Department of Pharmacology, Xiangya School of Pharmaceutical Sciences, Central South University, Changsha, 410078, China.
Department of Laboratory Medicine, The Third Xiangya Hospital of Central South University, Changsha, 410013, China.
Cell Mol Life Sci. 2021 Jan;78(1):63-78. doi: 10.1007/s00018-020-03587-8. Epub 2020 Jun 28.
Apoptosis, necrosis and autophagy-dependent cell death are the three major types of cell death. Traditionally, necrosis is thought as a passive and unregulated form of cell death. However, certain necrosis can also occur in a highly regulated manner, referring to regulated necrosis. Depending on the signaling pathways, regulated necrosis can be further classified as necroptosis, pyroptosis, ferroptosis, parthanatos and CypD-mediated necrosis. Numerous studies have reported that regulated necrosis contributes to the progression of multiple injury-relevant diseases. For example, necroptosis contributes to the development of myocardial infarction, atherosclerosis, heart failure and stroke; pyroptosis is involved in the progression of myocardial or cerebral infarction, atherosclerosis and diabetic cardiomyopathy; while ferroptosis, parthanatos and CypD-mediated necrosis participate in the pathological process of myocardial and/or cerebral ischemia/reperfusion injury. Thereby, targeting the pathways of regulated necrosis pharmacologically or genetically could be an efficient strategy for reducing cardio-cerebrovascular injury. Further study needs to focus on the crosstalk and interplay among different types of regulated necrosis. Pharmacological intervention of two or more types of regulated necrosis simultaneously may have advantages in clinic to treat injury-relevant diseases.
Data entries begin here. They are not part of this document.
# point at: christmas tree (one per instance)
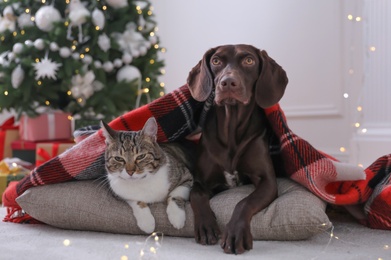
(94, 58)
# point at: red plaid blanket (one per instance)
(178, 115)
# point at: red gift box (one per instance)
(46, 127)
(8, 133)
(26, 150)
(46, 151)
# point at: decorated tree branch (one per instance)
(96, 58)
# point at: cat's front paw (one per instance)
(146, 223)
(176, 215)
(144, 218)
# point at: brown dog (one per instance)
(233, 146)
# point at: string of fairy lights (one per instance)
(355, 81)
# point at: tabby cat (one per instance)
(141, 171)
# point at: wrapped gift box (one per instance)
(26, 150)
(46, 127)
(46, 151)
(10, 173)
(8, 133)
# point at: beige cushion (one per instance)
(87, 205)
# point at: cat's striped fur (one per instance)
(140, 171)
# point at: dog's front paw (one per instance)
(176, 215)
(237, 238)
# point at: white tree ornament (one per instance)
(46, 68)
(78, 15)
(117, 3)
(98, 18)
(128, 73)
(46, 16)
(132, 41)
(17, 48)
(104, 42)
(24, 20)
(17, 76)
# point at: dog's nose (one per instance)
(228, 82)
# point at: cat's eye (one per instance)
(140, 157)
(118, 159)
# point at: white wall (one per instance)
(306, 37)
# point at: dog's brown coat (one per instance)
(233, 147)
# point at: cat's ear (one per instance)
(108, 132)
(150, 128)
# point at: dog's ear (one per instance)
(200, 80)
(272, 81)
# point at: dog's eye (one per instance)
(216, 61)
(249, 61)
(119, 159)
(140, 157)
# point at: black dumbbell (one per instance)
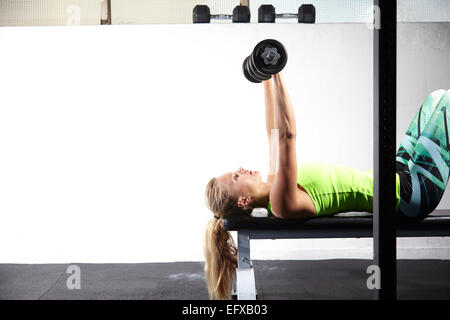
(202, 14)
(268, 57)
(306, 14)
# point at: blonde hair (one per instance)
(219, 247)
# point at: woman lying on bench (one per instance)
(313, 189)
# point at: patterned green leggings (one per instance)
(423, 158)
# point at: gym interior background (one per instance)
(115, 114)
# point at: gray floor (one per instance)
(324, 279)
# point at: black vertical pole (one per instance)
(384, 201)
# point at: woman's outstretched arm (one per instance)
(285, 197)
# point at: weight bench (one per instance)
(343, 225)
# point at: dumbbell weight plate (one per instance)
(268, 68)
(246, 73)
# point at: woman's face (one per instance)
(242, 182)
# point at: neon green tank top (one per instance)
(338, 188)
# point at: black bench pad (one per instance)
(438, 222)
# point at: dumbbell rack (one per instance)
(266, 14)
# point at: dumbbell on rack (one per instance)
(306, 14)
(202, 14)
(268, 57)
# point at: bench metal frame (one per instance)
(245, 276)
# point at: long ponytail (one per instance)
(219, 247)
(220, 260)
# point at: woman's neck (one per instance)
(263, 197)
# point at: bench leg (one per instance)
(245, 276)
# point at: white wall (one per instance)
(109, 134)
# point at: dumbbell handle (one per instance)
(221, 16)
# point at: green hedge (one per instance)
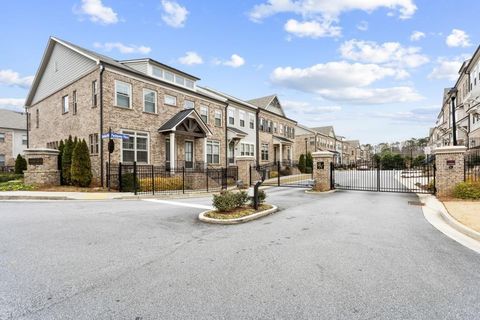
(467, 190)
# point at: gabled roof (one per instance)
(324, 130)
(12, 120)
(177, 119)
(262, 102)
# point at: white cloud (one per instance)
(234, 62)
(312, 29)
(458, 38)
(97, 12)
(389, 53)
(174, 14)
(322, 16)
(191, 58)
(417, 35)
(122, 48)
(362, 26)
(12, 104)
(345, 82)
(447, 68)
(11, 78)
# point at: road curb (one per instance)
(255, 216)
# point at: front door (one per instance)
(189, 154)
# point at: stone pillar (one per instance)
(42, 167)
(450, 168)
(243, 164)
(322, 161)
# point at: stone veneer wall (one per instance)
(448, 174)
(6, 147)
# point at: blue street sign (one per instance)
(115, 135)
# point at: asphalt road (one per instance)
(346, 255)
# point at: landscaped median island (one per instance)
(236, 207)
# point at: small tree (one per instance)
(67, 160)
(20, 164)
(81, 171)
(301, 163)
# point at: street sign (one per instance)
(115, 135)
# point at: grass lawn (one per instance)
(237, 213)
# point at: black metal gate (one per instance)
(282, 174)
(391, 176)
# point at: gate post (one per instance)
(450, 168)
(322, 173)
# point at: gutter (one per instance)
(100, 89)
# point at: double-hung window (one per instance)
(231, 117)
(204, 113)
(65, 104)
(213, 152)
(123, 94)
(136, 147)
(149, 101)
(170, 100)
(218, 118)
(264, 151)
(241, 116)
(188, 104)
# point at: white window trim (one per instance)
(129, 94)
(135, 145)
(145, 90)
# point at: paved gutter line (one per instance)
(180, 204)
(433, 213)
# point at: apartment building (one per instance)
(276, 132)
(168, 120)
(460, 105)
(13, 136)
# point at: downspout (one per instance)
(100, 85)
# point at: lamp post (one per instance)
(453, 92)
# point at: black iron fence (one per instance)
(472, 165)
(150, 179)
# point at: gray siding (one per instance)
(139, 66)
(70, 66)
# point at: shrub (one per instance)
(467, 190)
(20, 164)
(225, 201)
(241, 199)
(81, 170)
(67, 160)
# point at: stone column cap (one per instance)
(41, 151)
(450, 149)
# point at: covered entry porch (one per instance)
(185, 137)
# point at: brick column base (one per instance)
(450, 169)
(322, 160)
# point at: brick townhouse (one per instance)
(276, 132)
(169, 120)
(13, 136)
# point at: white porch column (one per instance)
(280, 153)
(173, 156)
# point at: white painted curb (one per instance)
(255, 216)
(433, 211)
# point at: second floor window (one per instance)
(123, 94)
(218, 118)
(204, 113)
(149, 101)
(64, 104)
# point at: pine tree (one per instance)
(20, 164)
(67, 160)
(81, 171)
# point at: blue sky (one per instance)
(374, 69)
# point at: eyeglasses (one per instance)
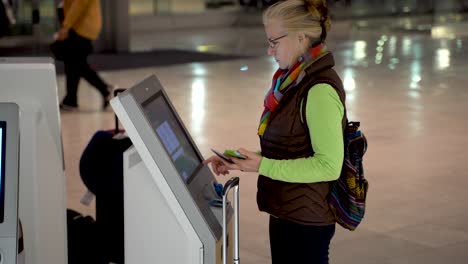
(272, 43)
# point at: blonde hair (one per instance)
(301, 16)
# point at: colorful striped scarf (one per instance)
(285, 80)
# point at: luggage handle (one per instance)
(231, 183)
(116, 92)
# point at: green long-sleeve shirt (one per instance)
(324, 113)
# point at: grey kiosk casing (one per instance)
(9, 174)
(31, 83)
(167, 189)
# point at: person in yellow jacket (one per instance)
(82, 25)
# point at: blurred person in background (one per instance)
(81, 25)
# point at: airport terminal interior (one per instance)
(405, 71)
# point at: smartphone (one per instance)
(222, 156)
(234, 153)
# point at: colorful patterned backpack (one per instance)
(348, 194)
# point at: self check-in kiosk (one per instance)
(31, 83)
(169, 208)
(9, 171)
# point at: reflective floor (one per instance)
(408, 89)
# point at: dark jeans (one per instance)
(76, 66)
(292, 243)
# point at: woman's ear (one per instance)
(301, 37)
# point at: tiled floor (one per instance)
(407, 88)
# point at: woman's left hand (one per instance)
(251, 163)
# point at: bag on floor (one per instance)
(82, 244)
(348, 193)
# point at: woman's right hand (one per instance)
(219, 166)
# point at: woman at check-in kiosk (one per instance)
(301, 134)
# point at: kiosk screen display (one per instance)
(172, 135)
(2, 168)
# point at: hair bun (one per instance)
(317, 6)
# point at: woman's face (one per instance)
(283, 46)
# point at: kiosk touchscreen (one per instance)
(173, 170)
(9, 170)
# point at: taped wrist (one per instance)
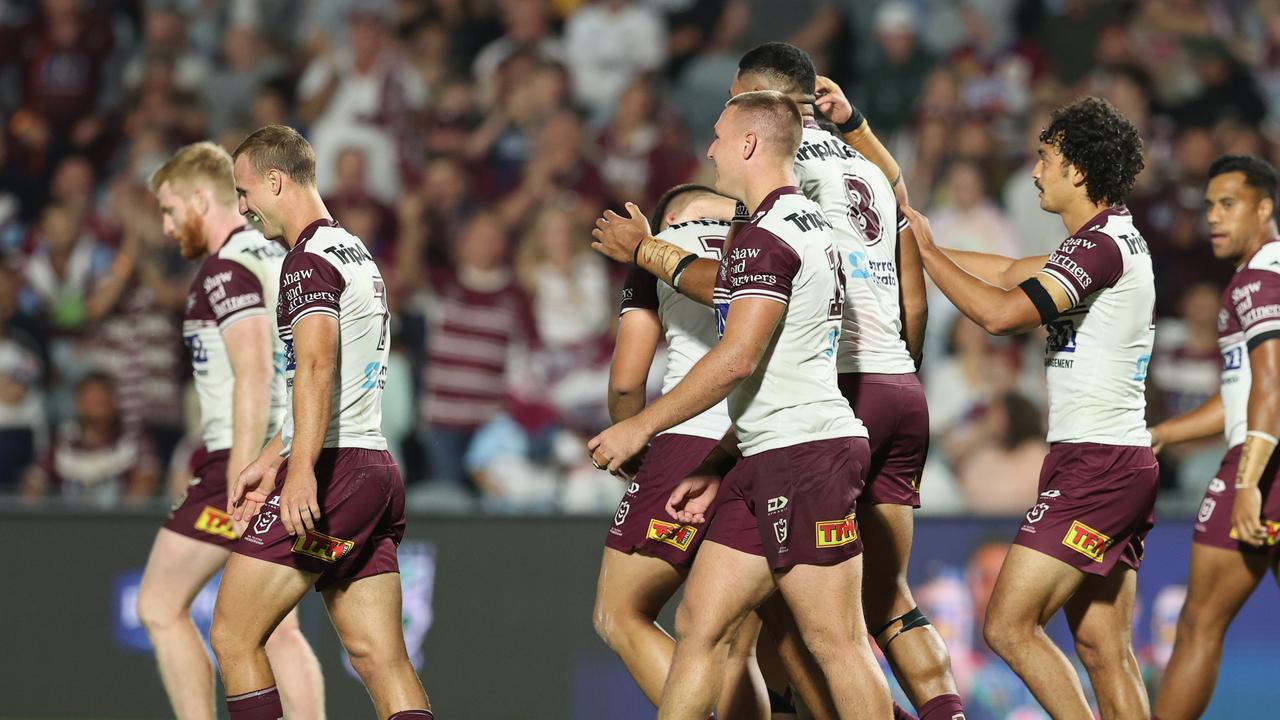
(662, 259)
(1041, 299)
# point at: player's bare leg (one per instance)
(1101, 619)
(744, 696)
(369, 619)
(915, 651)
(297, 670)
(826, 602)
(252, 600)
(1220, 582)
(630, 593)
(789, 657)
(725, 586)
(1031, 588)
(177, 570)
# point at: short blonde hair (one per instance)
(283, 149)
(200, 162)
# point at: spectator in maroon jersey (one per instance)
(95, 458)
(478, 318)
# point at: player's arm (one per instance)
(858, 133)
(748, 329)
(999, 310)
(248, 347)
(1203, 422)
(997, 269)
(1260, 442)
(913, 295)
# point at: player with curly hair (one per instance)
(1080, 545)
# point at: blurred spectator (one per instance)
(364, 95)
(478, 314)
(999, 470)
(96, 458)
(607, 44)
(895, 72)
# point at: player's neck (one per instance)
(304, 210)
(219, 228)
(1080, 213)
(759, 186)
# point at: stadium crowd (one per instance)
(471, 144)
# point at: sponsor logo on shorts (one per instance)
(216, 523)
(671, 533)
(1206, 510)
(325, 547)
(835, 533)
(1272, 529)
(1087, 541)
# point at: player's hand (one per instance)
(1247, 516)
(1157, 442)
(252, 487)
(832, 101)
(617, 237)
(298, 505)
(919, 227)
(693, 497)
(615, 446)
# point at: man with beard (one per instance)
(234, 359)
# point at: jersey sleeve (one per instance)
(1086, 264)
(309, 285)
(1255, 297)
(639, 291)
(762, 265)
(232, 290)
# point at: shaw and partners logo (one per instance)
(835, 533)
(1087, 541)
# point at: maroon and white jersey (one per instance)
(1098, 351)
(786, 254)
(689, 326)
(329, 272)
(859, 203)
(1249, 315)
(240, 281)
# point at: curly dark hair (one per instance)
(1097, 140)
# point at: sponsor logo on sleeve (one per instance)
(835, 533)
(1087, 541)
(321, 546)
(216, 523)
(671, 533)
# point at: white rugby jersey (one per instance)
(330, 272)
(786, 254)
(859, 203)
(1097, 352)
(688, 324)
(240, 281)
(1249, 314)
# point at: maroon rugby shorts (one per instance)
(361, 519)
(641, 523)
(201, 513)
(1095, 507)
(1214, 520)
(897, 420)
(795, 505)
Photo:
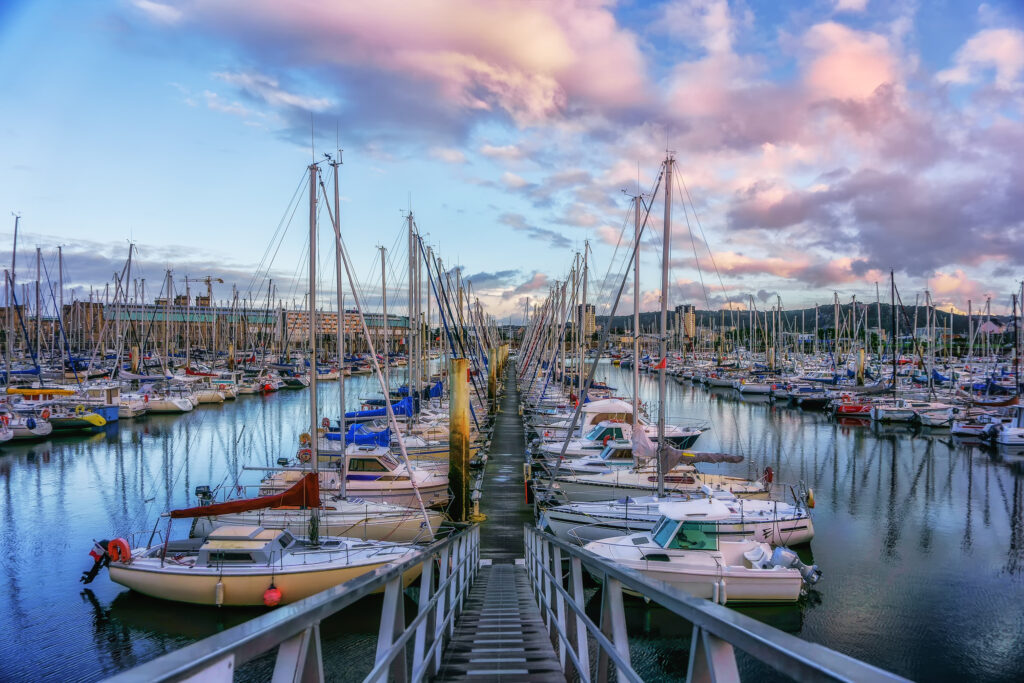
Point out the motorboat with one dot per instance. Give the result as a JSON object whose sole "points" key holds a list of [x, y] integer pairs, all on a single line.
{"points": [[685, 550]]}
细胞凋亡、坏死和自噬依赖性细胞死亡是三种主要的细胞死亡类型。传统上,坏死被认为是一种被动的、不受调节的细胞死亡形式。然而,某些坏死也可以以高度调节的方式发生,称为调节性坏死。根据信号通路的不同,调节性坏死可进一步分为坏死性凋亡、细胞焦亡、铁死亡、PARP 相关坏死和 CypD 介导的坏死。大量研究表明,调节性坏死参与了多种与损伤相关疾病的进展。例如,坏死性凋亡参与了心肌梗死、动脉粥样硬化、心力衰竭和中风的发展;细胞焦亡参与了心肌或脑梗死、动脉粥样硬化和糖尿病心肌病的进展;而铁死亡、PARP 相关坏死和 CypD 介导的坏死参与了心肌和/或脑缺血/再灌注损伤的病理过程。因此,通过药理学或遗传学方法靶向调节性坏死途径可能是减少心脑血管损伤的有效策略。进一步的研究需要集中在不同类型的调节性坏死之间的串扰和相互作用上。同时干预两种或两种以上类型的调节性坏死可能在临床上具有治疗与损伤相关疾病的优势。